Why were these crucial points not mentioned by the ICTU and Government spokespersons? Would the State as employer adopt the same attitude to 50,000 teachers or 100,000 public servants in its representations to a benchmarking commission? To quote from Buckley: "We are not convinced that there is an adequate appreciation that such comparison would not necessarily result in universal gains. There are winners and losers in the benchmarking approach."
We get an indication that this may be the case as it states in the PPF that "monies, if any, under benchmarking" will be paid. At the ASTI education conference, John Bangs, assistant secretary for education of the NUT in Britain, said that teachers there saw benchmarking as imposing considerable pressure and that there were enormous ministerial pressures in Europe to come up with benchmarking systems.
Mr McCreevy has resisted Europe on other matters; Buckley has excluded politicians from the benchmarking criteria; perhaps Mr McCreevy should look at excluding education from benchmarking.
The ASTI left Congress in January 2000 because the early settlers' 3 per cent award was conditional on signing up to a new agreement, which we were informed was based on performance-related pay (PRP).
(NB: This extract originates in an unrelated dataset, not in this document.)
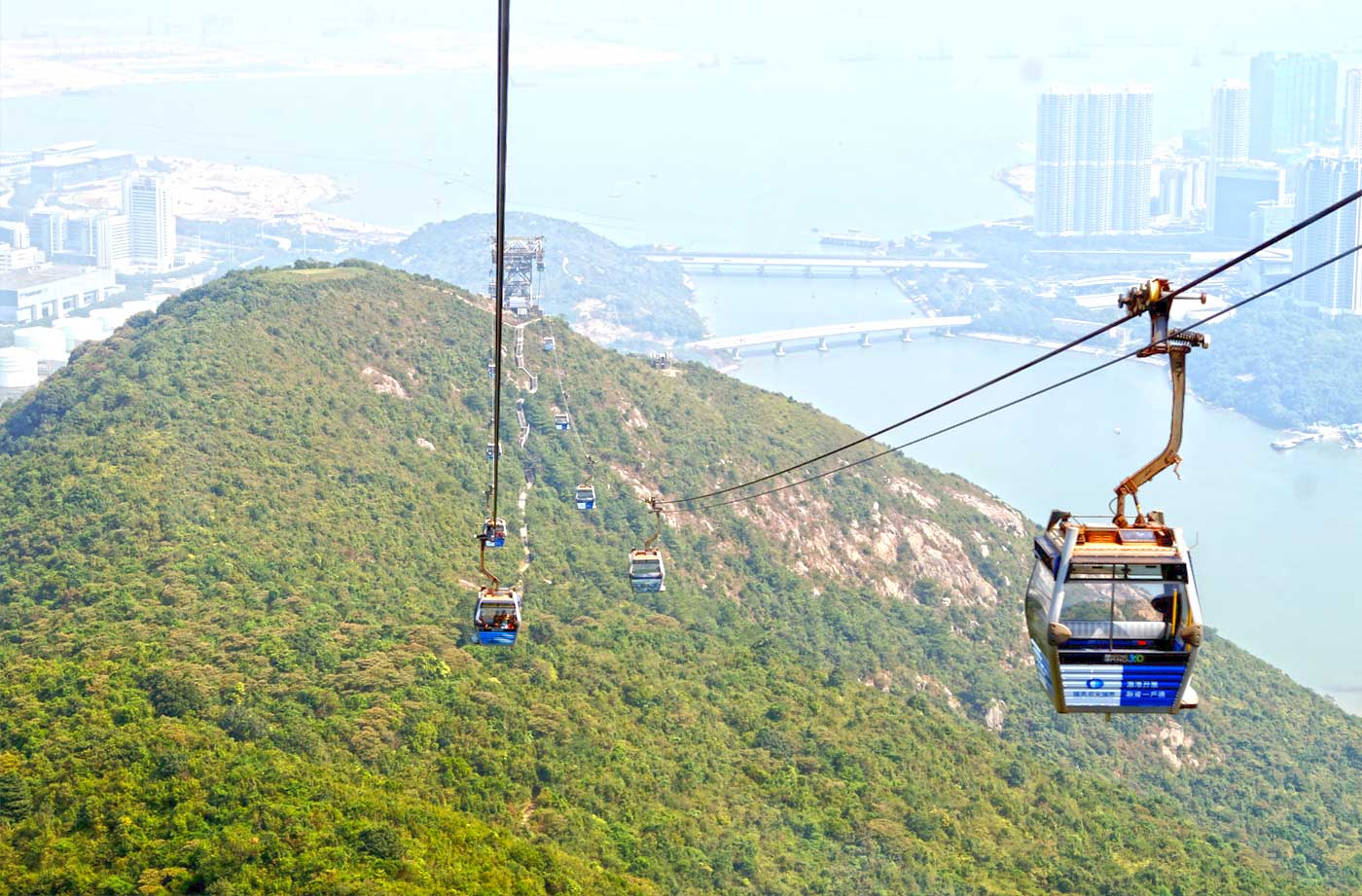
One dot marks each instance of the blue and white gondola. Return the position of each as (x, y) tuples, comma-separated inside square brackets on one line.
[(1113, 617), (496, 620)]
This was, as outlined in the Fitzpatrick report, to happen at four levels: national, sectoral, local and individual (the last was not to be implemented for a while). The ASTI and the TUI voiced concern about the merit of PRP in education, and the term PRP was dropped and the new term "benchmarking" emerged.
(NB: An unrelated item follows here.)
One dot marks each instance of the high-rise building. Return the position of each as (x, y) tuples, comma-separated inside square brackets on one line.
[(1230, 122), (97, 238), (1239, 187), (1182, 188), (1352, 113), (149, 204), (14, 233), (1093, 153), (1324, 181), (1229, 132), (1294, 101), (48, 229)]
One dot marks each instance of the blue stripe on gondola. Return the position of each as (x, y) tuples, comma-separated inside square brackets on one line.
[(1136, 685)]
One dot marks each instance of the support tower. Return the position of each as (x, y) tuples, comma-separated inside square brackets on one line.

However, in the PPF the final 4 per cent is dependent on the delivery by teachers of the School Plan. This is performance at sectoral level. The School Plan is a wonderful idea, but it has no place in the national agreement which is voted upon by those who do not work in the area of education. This is establishing that change can be introduced into the education area by an industrial-relations agreement rather than by negotiating with the Department of Education and Science.
This could be the precursor of the target-setting which has enslaved the education system in England to measuring, testing, recording - at the expense of creative teaching, voluntary work and extra-curricular activities.
Cash-strapped teachers
The Fitzpatrick report to the Taoiseach recommended that non-core or non-pensionable pay be introduced in the public service. The 1 per cent lump sum in the recently re-negotiated PPF is an example of this. While non-pensionable lump sums, already established in Northern Ireland, may be attractive to cash-strapped teachers, they are even more attractive to governments who want to get their hands on public-service pensions.
Pension parity was broken under the PCW and the retired public servants had to get a written agreement from Mr Ahern in order to get it restored. The long delayed Public Service Commission on Pensions says that there should be a single retirement age at 65. Given the breakdown in society, for many teachers to continue teaching past age 60 would endanger their health and probably even shorten their lives.
Benchmarking is not appropriate for teaching either on education or tradeunion grounds. John Quinn of RTE's Open Mind radio programme was guest speaker at the ASTI convention last Easter. John struck a chord with delegates when he talked about the need for meandering, for taking the long route, for the absolute necessity to stop and stare. Delegates listened attentively when he said, "A lot of teachers are parents too. Somehow amidst all the mad scramble for points, achievement, success, having, you have got to play your part in convincing young people that primarily we are human-beings, not human-doings; human-beings and not human-havings." These sentiments were echoed in the theme of this year's Association of Community Schools conference, "Achieving excellence - Yes! But is there something more?"
Teaching, like parenting, cannot be deconstructed or benchmarked.